Na prestação de contas da senhora Dilma Rousseff, candidata à presidente em 2014 e atual ocupante do posto, está indicada a sua advogada. Trata-se da Dra. Marcia Pelegrini, inscrita sob o número 91.342 na OAB/SP .
Ocorre que o atual advogado-geral da União, o senhor Luís Inácio Adams, fez nos meios de comunicação uma clara defesa das contas eleitorais da Presidente da República, candidata à reeleição.
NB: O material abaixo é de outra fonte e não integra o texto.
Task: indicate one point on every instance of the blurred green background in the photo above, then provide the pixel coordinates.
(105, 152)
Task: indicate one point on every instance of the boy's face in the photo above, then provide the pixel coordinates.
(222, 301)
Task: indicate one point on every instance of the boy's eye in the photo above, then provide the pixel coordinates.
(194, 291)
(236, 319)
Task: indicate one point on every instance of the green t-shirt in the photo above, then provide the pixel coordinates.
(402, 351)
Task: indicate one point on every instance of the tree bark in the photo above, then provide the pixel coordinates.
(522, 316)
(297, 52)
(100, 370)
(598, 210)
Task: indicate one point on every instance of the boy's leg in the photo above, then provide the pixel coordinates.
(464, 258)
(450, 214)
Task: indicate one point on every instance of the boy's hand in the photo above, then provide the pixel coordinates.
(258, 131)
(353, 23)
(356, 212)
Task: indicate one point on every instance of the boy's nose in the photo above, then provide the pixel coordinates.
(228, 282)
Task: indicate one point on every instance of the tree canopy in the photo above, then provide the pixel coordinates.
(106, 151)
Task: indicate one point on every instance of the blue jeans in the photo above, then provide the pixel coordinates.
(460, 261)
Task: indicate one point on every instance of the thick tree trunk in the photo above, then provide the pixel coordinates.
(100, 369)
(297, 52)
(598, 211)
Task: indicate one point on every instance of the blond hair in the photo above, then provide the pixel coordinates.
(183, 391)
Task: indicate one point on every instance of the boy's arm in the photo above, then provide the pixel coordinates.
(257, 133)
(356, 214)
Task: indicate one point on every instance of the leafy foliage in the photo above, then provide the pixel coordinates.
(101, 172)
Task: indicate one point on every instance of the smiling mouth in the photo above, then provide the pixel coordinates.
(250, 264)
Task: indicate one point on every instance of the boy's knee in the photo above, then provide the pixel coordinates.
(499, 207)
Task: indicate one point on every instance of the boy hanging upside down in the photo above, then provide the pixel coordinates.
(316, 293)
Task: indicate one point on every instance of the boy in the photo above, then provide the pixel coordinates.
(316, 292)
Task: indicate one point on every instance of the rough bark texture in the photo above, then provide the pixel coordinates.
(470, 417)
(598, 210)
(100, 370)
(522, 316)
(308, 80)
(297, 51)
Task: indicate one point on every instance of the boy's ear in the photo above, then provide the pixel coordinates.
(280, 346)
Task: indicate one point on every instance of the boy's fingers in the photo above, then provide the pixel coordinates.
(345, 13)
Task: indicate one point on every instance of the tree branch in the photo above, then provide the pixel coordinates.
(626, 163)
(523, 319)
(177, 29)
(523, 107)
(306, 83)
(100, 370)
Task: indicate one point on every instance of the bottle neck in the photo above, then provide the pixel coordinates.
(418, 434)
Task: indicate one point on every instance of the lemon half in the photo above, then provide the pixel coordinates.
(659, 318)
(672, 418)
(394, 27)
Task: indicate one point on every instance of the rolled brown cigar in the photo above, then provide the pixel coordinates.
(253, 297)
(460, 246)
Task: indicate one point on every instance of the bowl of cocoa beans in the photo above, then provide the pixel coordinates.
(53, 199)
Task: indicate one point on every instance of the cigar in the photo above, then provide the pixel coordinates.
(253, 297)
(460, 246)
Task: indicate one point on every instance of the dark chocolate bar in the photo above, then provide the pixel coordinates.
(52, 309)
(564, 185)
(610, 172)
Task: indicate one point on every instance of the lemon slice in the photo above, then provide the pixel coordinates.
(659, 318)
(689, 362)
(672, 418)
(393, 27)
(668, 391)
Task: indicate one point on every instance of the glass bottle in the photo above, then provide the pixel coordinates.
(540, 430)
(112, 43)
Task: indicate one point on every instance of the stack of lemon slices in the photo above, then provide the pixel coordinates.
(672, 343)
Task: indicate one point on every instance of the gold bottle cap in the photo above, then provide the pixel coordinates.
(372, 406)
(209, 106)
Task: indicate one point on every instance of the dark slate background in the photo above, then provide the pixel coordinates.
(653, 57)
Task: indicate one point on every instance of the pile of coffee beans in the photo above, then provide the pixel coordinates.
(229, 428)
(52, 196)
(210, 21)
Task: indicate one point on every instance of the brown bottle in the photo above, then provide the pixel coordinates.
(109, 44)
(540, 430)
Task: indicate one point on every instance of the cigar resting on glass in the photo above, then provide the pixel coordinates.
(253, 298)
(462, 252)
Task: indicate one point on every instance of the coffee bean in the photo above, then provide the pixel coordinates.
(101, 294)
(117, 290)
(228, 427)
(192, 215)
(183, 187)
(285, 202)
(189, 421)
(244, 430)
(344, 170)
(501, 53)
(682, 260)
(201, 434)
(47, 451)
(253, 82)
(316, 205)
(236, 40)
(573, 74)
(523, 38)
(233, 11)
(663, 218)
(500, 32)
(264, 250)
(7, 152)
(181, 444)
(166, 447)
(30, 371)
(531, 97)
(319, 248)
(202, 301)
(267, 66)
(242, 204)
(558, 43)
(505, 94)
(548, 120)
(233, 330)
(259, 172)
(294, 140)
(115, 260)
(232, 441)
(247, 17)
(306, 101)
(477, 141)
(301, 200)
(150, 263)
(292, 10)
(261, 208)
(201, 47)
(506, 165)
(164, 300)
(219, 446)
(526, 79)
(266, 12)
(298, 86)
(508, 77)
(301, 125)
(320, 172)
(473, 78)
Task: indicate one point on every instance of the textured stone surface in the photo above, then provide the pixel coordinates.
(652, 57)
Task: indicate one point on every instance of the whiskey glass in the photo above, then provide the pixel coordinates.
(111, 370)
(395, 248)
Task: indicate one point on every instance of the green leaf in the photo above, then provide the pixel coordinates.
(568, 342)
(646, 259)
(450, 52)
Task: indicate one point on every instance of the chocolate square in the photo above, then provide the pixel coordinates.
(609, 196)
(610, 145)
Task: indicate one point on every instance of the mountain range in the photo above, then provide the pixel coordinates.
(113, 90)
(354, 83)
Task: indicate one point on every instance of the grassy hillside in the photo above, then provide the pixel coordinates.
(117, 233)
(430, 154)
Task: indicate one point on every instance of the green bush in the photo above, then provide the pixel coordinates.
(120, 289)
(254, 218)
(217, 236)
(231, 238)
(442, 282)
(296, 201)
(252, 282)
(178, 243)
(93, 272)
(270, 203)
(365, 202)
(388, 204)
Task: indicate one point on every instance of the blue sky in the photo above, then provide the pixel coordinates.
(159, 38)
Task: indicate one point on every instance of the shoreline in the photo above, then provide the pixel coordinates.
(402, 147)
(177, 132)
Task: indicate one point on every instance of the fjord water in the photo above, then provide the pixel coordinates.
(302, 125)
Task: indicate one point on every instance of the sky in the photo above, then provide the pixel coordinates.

As atribuições do advogado-geral da União estão elencadas no art. 4º da Lei Complementar número 73, de 1993 (Lei Orgânica da AGU). São as funções do dirigente maior de uma instituição de Estado responsável pela representação judicial e extrajudicial da União e pelas atividades de consultoria e assessoramento jurídicos ao Poder Executivo Federal (art. 1 º da Lei Complementar n. 73/1993, repetição do art. 131 da Constituição).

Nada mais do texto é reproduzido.